Repair & Schematics
SNES

Visual Diagnostics (SNES)

5min

In order to find faults on the SNES, it is often more useful to diagnose visual outputs then probing with an oscilloscope as almost all faulty SNES consoles are bad chips, not traces, and the failed chips always seem to die in a way where the waveforms are completely normal looking.

Also, if you have visuals on screen but they are corrupt, a great visual reference guide is here https://www.projectvb.com/nss/logs.htmīģŋ

No Screen

  • Make sure you have a game in
  • Check your fuse or bridge it
  • Check reset button isn't stuck down
  • Check CIC is ok or use Flash Cart to bypass it
  • If there is S-CLK 8 pin chip on board, inspect it and reflow pins

Black Screen

There are several steps to black screen. This can be a bad CIC, CPU, Work RAM, PPU or Video RAM, or even S-ENC (uncommon).

Super Gameboy Test

A good test if the CPU or PPU are faulty is to use a Super GameBoy.
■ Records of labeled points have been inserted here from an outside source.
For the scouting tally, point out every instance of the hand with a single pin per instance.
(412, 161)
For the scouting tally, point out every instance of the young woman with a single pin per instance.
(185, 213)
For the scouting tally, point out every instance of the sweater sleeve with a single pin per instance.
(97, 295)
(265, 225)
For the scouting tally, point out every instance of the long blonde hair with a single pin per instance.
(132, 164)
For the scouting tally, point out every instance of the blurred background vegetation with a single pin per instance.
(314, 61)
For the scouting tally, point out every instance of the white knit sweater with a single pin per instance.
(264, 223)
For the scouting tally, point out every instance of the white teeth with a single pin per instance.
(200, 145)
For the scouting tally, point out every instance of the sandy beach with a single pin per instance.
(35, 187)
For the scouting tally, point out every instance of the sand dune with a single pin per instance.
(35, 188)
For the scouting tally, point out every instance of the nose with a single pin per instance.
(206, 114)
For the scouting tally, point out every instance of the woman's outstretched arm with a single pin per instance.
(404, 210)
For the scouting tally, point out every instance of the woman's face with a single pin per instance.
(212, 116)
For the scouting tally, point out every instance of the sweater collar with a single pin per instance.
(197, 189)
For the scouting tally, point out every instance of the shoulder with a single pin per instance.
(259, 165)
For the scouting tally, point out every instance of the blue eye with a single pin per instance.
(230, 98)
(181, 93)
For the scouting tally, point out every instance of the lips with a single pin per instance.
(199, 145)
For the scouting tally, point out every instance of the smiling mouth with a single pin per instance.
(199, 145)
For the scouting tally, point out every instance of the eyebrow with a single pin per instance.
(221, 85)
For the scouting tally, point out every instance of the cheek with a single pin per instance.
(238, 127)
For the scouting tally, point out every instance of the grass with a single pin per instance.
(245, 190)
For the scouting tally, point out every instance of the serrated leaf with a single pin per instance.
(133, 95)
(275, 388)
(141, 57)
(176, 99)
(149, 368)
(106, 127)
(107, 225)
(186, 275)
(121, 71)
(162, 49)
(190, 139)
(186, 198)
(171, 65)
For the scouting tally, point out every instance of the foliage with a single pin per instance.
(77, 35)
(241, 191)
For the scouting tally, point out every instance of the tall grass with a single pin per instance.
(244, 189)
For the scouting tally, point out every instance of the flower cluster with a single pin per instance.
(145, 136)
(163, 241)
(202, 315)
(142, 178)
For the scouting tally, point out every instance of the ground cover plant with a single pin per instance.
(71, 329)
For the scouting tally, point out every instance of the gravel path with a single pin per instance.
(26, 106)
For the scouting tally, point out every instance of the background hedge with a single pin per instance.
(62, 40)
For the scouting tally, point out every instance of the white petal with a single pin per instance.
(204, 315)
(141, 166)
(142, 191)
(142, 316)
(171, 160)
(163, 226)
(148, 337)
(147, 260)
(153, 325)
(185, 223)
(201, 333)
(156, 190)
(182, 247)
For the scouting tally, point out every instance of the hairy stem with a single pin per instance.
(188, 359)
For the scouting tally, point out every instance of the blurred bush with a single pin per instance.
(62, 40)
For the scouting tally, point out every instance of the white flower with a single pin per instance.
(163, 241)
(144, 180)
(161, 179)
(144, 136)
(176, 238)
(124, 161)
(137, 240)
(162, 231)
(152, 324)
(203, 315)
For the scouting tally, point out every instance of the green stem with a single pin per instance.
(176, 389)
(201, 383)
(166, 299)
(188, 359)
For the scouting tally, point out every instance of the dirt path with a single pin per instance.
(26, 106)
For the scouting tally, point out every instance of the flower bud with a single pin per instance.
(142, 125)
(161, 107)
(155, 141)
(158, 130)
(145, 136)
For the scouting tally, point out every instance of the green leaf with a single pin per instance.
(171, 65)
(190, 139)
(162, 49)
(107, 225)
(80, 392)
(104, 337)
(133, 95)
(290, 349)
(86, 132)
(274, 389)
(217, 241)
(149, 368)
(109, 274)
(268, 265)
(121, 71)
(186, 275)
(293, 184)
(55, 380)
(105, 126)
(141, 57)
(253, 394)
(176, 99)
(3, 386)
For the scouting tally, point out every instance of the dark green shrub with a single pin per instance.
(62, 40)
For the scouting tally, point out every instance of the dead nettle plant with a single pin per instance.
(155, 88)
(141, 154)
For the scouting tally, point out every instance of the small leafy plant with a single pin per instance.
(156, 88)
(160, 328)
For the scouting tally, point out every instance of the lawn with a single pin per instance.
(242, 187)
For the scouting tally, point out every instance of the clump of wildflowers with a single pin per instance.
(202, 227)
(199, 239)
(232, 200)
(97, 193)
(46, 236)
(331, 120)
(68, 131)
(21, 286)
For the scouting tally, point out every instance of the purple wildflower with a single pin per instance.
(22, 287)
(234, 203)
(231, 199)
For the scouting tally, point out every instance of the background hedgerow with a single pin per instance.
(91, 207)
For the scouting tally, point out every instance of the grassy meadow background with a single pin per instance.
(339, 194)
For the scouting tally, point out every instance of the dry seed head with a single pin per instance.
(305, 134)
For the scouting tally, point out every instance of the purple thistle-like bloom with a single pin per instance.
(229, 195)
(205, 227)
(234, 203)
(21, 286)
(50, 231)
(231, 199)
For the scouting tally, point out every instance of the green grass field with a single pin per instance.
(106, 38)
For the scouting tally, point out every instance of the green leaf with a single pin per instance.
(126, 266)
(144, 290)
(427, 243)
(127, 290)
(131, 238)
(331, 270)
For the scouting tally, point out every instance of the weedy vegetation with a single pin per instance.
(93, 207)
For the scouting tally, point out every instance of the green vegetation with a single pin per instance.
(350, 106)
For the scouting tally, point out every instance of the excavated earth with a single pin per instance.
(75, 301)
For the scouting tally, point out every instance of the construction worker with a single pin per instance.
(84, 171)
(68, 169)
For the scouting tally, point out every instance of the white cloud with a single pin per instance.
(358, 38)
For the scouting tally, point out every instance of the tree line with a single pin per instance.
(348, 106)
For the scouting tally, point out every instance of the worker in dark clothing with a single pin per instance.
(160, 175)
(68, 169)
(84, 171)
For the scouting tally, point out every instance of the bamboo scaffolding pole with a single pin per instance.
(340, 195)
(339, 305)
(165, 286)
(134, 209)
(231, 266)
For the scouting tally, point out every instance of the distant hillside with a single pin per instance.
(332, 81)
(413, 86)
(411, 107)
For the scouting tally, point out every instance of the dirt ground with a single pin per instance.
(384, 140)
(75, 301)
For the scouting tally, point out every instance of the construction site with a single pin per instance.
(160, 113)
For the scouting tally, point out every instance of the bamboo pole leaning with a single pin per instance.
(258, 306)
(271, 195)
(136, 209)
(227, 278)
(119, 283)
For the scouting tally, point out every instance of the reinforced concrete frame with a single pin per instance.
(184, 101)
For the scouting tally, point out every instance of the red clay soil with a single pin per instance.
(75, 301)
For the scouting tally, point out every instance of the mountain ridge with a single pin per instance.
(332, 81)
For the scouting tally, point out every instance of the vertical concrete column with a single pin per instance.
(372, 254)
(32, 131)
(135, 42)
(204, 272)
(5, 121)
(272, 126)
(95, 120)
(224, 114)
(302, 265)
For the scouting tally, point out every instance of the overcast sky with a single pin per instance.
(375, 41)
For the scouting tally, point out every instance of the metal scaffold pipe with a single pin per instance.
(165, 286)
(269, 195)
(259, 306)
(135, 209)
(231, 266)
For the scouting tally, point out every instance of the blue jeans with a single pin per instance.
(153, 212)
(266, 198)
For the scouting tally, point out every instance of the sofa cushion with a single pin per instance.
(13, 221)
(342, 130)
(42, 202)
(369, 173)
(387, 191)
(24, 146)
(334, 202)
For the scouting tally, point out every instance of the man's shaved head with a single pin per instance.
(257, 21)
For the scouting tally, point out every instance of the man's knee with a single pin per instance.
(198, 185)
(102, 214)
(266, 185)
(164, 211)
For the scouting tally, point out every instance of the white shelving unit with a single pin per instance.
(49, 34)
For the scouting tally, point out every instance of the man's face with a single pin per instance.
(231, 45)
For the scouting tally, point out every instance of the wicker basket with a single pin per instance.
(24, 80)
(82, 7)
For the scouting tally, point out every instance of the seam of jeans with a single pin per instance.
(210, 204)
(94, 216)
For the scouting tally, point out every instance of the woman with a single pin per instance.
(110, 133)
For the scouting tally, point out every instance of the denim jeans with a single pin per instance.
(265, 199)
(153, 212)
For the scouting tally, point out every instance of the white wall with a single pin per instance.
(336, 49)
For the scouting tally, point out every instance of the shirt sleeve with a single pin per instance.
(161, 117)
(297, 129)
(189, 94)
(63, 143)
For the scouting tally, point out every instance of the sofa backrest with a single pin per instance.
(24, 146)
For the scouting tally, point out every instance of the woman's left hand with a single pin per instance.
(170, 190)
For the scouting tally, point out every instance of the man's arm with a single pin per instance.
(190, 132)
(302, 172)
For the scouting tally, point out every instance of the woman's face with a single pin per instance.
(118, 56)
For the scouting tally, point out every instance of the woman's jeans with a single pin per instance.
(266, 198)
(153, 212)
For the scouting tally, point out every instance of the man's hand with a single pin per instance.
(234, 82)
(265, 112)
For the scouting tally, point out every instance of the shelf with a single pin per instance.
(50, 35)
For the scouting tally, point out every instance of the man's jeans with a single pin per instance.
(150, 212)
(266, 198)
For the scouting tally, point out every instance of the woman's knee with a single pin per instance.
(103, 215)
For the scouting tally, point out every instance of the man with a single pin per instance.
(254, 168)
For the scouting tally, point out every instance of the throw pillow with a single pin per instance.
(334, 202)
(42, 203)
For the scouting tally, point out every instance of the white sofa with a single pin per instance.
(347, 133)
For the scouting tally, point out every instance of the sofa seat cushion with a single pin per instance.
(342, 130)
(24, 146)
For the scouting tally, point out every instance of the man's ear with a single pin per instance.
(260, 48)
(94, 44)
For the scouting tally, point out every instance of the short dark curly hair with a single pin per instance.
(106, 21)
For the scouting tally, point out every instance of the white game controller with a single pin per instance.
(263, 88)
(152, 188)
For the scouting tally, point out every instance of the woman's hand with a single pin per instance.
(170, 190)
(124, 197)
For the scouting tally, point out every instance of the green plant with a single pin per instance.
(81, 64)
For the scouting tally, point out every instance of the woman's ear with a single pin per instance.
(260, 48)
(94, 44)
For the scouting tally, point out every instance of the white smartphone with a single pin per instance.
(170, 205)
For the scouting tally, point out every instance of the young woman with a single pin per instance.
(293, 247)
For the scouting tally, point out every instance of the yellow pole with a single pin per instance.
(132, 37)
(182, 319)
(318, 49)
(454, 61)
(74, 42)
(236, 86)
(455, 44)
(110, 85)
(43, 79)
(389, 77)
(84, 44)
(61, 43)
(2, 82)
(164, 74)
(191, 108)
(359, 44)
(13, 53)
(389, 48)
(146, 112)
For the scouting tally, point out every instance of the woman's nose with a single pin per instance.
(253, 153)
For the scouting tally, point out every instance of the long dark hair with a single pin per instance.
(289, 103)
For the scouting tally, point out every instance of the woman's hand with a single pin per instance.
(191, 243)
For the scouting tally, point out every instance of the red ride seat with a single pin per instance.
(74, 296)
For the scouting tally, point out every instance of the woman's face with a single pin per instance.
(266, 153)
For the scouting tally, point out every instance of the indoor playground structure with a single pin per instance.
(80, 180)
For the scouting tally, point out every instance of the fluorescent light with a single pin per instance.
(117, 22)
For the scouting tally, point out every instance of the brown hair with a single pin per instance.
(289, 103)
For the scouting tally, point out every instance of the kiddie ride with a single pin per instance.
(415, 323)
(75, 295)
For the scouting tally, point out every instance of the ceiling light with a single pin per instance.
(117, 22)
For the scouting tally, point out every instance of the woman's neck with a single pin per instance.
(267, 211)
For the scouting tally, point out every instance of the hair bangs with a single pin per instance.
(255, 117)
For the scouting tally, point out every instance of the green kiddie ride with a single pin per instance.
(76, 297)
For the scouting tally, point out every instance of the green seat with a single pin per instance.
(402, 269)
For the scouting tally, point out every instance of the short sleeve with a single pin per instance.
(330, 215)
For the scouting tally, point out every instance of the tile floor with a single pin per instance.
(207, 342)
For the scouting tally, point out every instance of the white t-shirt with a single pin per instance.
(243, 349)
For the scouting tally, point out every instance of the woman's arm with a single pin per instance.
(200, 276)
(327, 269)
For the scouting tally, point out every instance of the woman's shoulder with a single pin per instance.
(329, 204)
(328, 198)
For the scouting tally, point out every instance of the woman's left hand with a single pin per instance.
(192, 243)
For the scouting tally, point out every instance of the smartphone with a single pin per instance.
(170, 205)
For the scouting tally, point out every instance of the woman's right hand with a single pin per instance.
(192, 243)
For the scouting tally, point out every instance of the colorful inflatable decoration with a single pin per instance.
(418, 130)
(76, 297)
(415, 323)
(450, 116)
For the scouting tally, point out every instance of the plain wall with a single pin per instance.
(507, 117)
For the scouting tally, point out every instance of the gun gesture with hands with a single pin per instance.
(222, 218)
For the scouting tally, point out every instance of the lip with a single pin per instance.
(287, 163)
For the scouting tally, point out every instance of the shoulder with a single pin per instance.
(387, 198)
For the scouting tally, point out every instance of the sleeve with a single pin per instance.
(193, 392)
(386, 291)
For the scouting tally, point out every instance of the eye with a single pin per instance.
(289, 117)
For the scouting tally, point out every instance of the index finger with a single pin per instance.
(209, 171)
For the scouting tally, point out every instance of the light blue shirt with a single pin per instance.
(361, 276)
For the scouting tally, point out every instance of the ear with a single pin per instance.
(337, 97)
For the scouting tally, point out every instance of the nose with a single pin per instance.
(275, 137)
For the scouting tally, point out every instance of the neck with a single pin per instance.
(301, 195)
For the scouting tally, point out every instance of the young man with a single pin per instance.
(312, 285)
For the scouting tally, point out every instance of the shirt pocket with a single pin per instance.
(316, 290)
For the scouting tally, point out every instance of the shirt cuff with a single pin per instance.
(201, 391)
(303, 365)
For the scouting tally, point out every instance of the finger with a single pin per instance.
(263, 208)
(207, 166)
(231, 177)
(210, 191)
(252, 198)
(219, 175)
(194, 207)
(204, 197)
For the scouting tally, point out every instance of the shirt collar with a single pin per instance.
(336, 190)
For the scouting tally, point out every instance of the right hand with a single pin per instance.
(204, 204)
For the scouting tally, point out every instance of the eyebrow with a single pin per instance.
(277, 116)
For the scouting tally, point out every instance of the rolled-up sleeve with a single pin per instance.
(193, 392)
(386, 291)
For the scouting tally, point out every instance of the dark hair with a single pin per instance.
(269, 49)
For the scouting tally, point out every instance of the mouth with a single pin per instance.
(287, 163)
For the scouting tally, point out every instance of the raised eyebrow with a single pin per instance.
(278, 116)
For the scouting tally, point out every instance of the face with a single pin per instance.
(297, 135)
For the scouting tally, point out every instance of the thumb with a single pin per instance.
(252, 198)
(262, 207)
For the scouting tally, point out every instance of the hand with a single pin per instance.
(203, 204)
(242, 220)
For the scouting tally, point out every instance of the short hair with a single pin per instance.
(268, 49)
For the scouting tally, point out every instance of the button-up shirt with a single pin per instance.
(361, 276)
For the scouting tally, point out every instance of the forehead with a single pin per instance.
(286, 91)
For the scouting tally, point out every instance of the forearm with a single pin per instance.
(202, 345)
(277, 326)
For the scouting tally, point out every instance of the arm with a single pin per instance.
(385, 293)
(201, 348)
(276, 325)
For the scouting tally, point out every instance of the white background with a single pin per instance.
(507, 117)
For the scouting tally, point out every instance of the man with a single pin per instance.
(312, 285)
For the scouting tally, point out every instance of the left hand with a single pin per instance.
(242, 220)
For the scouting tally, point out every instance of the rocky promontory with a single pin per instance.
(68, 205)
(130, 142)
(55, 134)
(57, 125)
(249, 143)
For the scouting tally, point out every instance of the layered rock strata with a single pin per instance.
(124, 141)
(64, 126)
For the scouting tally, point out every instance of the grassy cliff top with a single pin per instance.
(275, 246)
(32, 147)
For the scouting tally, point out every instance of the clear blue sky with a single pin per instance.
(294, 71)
If you insert a Super GameBoy of the correct region into the SNES, with a known working game, then turn on, observe the results.

  • No / Black Screen > Dead CPU
  • Super GameBoy Border but no Game Load > Dead CPU
  • Super GameBoy Fully Works > Bad PPUs

Of course no/black screen could be power, video encoder or AV output issus too, or even RAM, but in most cases it is the CPU.

If the Super Gameboy test still didn't work, try inserting Super Ghouls & Ghosts, or Donkey Kong. These games often show the initial CAPCOM or RARE intro screen, then black screen after, if the CPU is bad.

Burn In Cartridge

If you have one of the SNES Burn In Cartridge you can try that to see if it loads and then you can run the burn in tests to test work RAM, PPUs and other parts.